Introduction: Pseudo aneurysms are false aneurysm where disruption in the arterial wall. The common causes are, iatrogenic (vascular interventions and surgery), trauma, and infections.
Aim: The aim of this study was to analyze the etiology, management, and outcome of patients with Pseudo Aneurysm s of peripheral arteries.
Materials and Methods: This is a retrospective analysis of 30 patients with peripheral artery Pseudo Aneurysm s over 2 years at a tertiary referral center in Southern India, at Institute of Vascular Surgery, Madras Medical College, India.
Results: The most common site involved was femoral artery followed by a superficial femoral and anterior tibial artery. The common etiologies were iatrogenic and penetrating trauma. The most common organism was Staphylococci aureus. Management options included ligation with or without revascularization, debridement with vein patch repair, percutaneous thrombin injection and stent graft placement.
Conclusion: Although repair with distal revascularization is an ideal approach, debridement and simple ligation of Pseudo Aneurysm s is a safer alternative in patients without infection or peripheral vascular disease.
Peripheral pseudo aneurysm; Pseudoaneurysm; Trauma
Pseudo-aneurysm as opposed to true aneurysm, do not consist of the entire arterial wall and are usually contained, organized hematoma with a persistent communication from the artery of origin, which has failed to thrombose .

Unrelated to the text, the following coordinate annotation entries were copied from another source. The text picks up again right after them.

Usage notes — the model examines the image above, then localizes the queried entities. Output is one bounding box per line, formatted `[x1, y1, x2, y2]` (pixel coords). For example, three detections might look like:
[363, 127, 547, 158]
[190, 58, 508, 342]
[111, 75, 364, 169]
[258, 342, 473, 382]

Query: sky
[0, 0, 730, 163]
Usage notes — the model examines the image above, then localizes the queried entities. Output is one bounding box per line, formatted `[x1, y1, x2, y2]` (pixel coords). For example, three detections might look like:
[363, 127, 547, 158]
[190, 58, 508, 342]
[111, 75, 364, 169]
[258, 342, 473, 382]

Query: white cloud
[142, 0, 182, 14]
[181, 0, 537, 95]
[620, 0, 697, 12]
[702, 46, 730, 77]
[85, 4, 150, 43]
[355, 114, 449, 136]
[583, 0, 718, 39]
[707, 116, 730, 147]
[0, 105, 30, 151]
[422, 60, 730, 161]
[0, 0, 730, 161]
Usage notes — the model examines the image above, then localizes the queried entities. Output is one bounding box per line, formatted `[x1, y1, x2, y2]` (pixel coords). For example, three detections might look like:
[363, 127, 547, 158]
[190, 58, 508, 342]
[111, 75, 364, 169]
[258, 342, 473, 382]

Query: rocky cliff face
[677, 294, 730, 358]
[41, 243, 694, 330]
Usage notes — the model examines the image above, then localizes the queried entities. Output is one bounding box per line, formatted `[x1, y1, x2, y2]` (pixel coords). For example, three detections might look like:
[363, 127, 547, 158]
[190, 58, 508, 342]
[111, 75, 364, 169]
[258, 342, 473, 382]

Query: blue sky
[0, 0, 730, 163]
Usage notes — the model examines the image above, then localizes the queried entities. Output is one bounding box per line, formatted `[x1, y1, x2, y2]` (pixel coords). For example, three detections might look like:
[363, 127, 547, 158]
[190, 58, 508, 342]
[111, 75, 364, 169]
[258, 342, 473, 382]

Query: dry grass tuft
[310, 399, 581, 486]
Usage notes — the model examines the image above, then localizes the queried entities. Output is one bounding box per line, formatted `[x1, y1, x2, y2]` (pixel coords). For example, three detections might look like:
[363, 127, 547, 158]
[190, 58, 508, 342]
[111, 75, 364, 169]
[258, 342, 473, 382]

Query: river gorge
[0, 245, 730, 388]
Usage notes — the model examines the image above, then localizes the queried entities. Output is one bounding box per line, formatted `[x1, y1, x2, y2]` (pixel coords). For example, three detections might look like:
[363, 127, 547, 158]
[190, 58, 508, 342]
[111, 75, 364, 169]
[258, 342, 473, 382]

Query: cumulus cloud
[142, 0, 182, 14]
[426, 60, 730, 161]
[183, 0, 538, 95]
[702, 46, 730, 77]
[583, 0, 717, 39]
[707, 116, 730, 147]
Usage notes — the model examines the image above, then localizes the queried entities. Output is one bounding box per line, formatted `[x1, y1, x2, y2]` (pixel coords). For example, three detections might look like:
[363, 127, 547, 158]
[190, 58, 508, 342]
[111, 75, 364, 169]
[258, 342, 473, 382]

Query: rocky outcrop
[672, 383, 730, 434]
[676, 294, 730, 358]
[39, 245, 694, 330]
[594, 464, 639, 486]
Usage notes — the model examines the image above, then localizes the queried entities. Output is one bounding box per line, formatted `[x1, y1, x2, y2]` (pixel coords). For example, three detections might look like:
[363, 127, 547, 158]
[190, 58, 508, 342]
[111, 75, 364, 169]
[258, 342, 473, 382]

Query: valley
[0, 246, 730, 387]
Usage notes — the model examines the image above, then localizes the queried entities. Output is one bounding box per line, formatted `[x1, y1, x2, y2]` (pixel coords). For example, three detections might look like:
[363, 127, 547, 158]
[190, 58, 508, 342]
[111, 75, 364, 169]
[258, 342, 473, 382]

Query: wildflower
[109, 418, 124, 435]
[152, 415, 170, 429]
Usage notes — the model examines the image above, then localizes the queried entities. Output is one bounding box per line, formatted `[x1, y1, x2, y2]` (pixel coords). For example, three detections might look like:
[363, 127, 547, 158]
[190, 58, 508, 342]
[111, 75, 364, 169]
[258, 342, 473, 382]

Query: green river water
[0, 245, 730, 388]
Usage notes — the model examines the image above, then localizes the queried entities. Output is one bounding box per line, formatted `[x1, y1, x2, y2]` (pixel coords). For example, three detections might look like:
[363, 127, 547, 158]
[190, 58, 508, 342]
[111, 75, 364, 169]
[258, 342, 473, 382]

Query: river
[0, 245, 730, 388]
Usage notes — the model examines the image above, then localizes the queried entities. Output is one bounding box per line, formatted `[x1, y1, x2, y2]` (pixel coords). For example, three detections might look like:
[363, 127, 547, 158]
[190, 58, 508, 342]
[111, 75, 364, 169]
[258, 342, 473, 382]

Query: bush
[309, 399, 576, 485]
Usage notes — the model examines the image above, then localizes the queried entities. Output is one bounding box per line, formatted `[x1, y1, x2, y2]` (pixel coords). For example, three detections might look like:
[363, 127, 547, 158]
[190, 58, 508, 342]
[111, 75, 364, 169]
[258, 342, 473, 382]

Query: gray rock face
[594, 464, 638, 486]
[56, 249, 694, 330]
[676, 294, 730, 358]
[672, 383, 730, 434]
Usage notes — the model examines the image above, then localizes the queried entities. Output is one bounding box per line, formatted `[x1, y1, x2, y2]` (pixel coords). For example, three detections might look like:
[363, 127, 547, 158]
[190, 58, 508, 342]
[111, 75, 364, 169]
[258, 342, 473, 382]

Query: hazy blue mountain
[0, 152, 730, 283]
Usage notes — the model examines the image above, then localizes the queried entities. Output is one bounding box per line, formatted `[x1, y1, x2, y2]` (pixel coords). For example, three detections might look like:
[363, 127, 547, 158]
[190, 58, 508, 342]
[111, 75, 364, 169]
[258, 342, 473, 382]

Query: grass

Peripheral artery pseudo-aneurysm although not common, can affect any artery in the body. Common femoral artery(CFA) pseudoaneurysms are more common, being the most common site for various endovascular interventions . Majority of CFA pseudo-aneurysms is less than 3 centimeters in size and do not warrant any intervention as they undergo thrombosis on their own.
All symptomatic peripheral artery pseudo-aneurysms warrant treatment. Pseudo-aneurysm can present as painful pulsatile mass, can get infected and rupture or can cause distal embolization .
Management options include Open surgical ligation with or without revascularization, percutaneous thrombin injection or use of stent graft/flow divider.